İşte bu bölümde, haram kazançların ruhu nasıl zehirlediğini, insanın içsel yolculuğunu nasıl sekteye uğrattığını birlikte sorgulayacağız. Peygamber mesleklerinin helal ve hikmetli izinden sapmaların, insanı nasıl bir içsel çöküşe sürüklediğini birlikte göreceğiz.
Haksız Kazancın Bedeli
“Hak”, öncelikle bir şeye ehil olmayı, o şey için en uygun, en layık olmayı gerektiren bir kavramdır. Dolayısıyla hak etmeden elde edilen her türlü menfaat, insanın aslında kendisine ait olmayan bir şeye el uzatması, ehil olmadığı bir nimetle kendini donatmaya kalkışması anlamına gelir.
Bu konuda Kur’an-ı Kerim açıkça uyarır:
“Birbirinizin mallarını haksız şekilde yiyip tüketmeyin ve başkalarına ait meşru mallardan hiçbirini bilerek haksızlıkla tüketmek için hukukî hilelere başvurmayın.”
(Bakara, 2/188)
Hayatın her alanında kanunlar ve kurallar vardır.

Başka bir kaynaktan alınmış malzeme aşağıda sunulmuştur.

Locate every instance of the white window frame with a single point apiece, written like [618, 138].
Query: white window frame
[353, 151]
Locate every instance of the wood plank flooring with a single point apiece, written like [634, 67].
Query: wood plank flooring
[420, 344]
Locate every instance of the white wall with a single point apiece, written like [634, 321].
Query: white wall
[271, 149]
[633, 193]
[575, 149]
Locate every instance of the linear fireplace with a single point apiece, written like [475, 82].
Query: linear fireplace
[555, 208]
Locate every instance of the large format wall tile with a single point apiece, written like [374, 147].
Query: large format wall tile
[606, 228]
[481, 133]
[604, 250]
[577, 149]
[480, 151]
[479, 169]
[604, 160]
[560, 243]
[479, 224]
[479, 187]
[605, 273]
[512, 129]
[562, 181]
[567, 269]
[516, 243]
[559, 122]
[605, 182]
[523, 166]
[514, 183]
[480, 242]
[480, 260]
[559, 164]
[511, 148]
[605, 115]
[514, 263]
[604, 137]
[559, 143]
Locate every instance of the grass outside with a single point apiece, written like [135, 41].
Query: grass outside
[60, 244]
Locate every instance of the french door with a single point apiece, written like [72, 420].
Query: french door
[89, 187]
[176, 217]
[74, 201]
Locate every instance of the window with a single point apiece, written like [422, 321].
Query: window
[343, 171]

Yaşadığımız dünyada nasıl adaletin ve ölçünün gereği olan yasalar bulunuyorsa, kâinatın da kendi kanunu vardır:
“Emek verilmeden kazanılan hiçbir şey kalıcı olmaz.”
Haksız kazanç, saman alevi gibi parlar ve hızla söner. Fakat sadece malı değil, insanın ruhunu da kirletir. Vicdanın sesi kısılır, kalp katılaşır. Haramla beslenen bir beden, huzurla uyuyamaz.
Bu yozlaşma sadece bireyin değil, toplumun da çöküşüdür. Adaletin zedelendiği yerde güven kaybolur; güvenin kaybolduğu yerde kardeşlik çözülür. Kardeşliğin yerini kıskançlık, öfke ve ayrışma alır.
Haksız kazanç, bir milletin ruhunu çürütür.
Kıymetli Dost,
Bir yolculuğumuzun daha sonuna geldik. Bir sonraki yolculuğumuzda heybemize ne konulacak, neleri paylaşacağız birlikte an ve zamanı gelince göreceğiz.
Bu yol boyunca sabır ve muhabbetle beni gönlünüzde, zamanın en kıymetli anlarında misafir ettiğiniz için şükranlarımı sunarım.
Her birinizi rızkın sahibine, rahmetin gölgesine emanet ederim.